C’est une forme de racisme. On rejette l’autre car il est de culture et de religion différentes.

– La France a un problème avec les migrants car elle n’a pas résolu ses problèmes de racisme ?

La France n’a pas résolu ses problèmes d’IMMIGRATION : son rapport à l’immigration et à l’Islam qui est flagrant. Ça s’accentue avec les attentats, Daesh… On le voit avec le faux débat du burkini, avec le problème du voile, etc.

  • Aujourd’hui, on condamne ceux qui aident. Cédric Héroux, les 4 retraités de le Roya, Pierre Alain Manoni sont tous hors la loi pour délit de solidarité. Est-ce que vous ressentez cette ambiance ?

À Calais, on était interpellé par les CRS, on nous demandait nos papiers. On a déjà été gazé mais pas directement. Les migrants sont gazés et nous aussi de ce fait. Sinon je n’ai pas eu trop à souffrir de cela. Mais on entend beaucoup de bénévoles se faire malmener.

C’est une forme d’intimidation mais ça ne fonctionne pas. Ceux qui sont dans l’humanitaire sont des convaincus. On est fait pour l’humanitaire, il y a un grand don de soi et beaucoup de sacrifices.

  • Pourquoi intimider ?

Pour ne pas qu’ils reviennent sur les sites. L’Etat ne veut pas voir s’installer les camps de migrants. Le matériel qu’on apportait était très rapidement récupéré par les CRS. Mais l’Etat ne fait rien !unnamed

C’est une histoire très politique et il faut absolument saluer le maire de Dunkerque. Il essaye à son échelle de tout mettre en œuvre pour aider ces migrants et cela parfois contre l’Etat et les décisions du préfet. Il a d’ailleurs annoncé que si rien n’était fait au plus vite, il réinstallerait comme il l’a déjà fait, un camp dur avec de petites maisons en bois.

  • Est-ce que tout se fait au niveau local ?

L’Etat ne fait rien, leurs CAO (des centres d’accueils de l’Etat) ne sont que de la poudre aux yeux. Ce n’est pas ce que les migrants veulent et on ne résout rien. On considère les migrants comme du bétail. On les DÉSHUMANISE. Dans la « jungle », c’est terrible.

  • Peux-tu nous dire ce que veulent les migrants et pourquoi ça coince ?

Les kurdes à Grande-Synthe ont fui leur pays en guerre et l’épuration ethnique qu’ils subissent (officiellement les kurdes sont apatrides). Ils essaient aussi parfois de rejoindre un membre de leur famille. Ils veulent reconstruire une vie, qu’est-ce que tu voudrais pour ta famille ? Les protéger, leur donner accès à l’éducation, les nourrir. Ils ne sont pas différents de nous, on aurait agi de la même façon.

  • Concrètement, comment tu agis ?

On apporte surtout des soins et de la nourriture. On essaye de leur distribuer le minimum vital. Mais on a omis le coté psychologique. Ce sont des personnes détruites en grande souffrance. Nous ne sommes pas armés pour les aider psychologiquement.

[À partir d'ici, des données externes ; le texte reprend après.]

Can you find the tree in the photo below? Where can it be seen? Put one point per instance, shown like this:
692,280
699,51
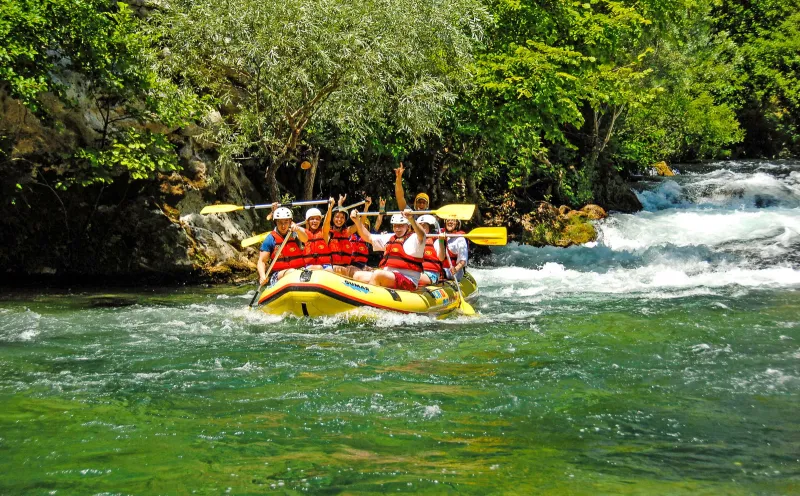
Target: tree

Le nerf de la guerre, c’est l’argent. On n’a ni les moyens, ni assez de bénévoles avec les compétences nécessaires.

  • Qu’exiges-tu de l’Etat ?

Je veux qu’on les considère comme des humains. Il y a des femmes et des enfants, il faut au moins de la sécurité, c’est le minimum.

Une fillette est morte tuée par un policier, les tentes sont détruites… On instaure plus un climat de peur que de sérénité. L’Etat ne veut pas d’eux. Il en est de même pour les SDF, Macron avait promis qu’il n’y aurait plus de sans-abris… En réalité, ce n’est pas la priorité de la France, pourtant un des pays les plus riches du monde.

Il n’est pas logique de compliquer la tâche aux associations, de ne pas vouloir les intégrer. Il est incroyable de déshumaniser des personnes qui pourtant étaient élevées socialement, on connaît des avocats, des infirmiers qui ont dû migrer. On ne rappelle pas leur ancienne situation exprès pour les déshumaniser. Ils veulent leur dire « Là-bas tu es quelque chose mais ici tu n’es rien ! ».

– Merci à Adiba Driouech d’avoir répondu à nos questions.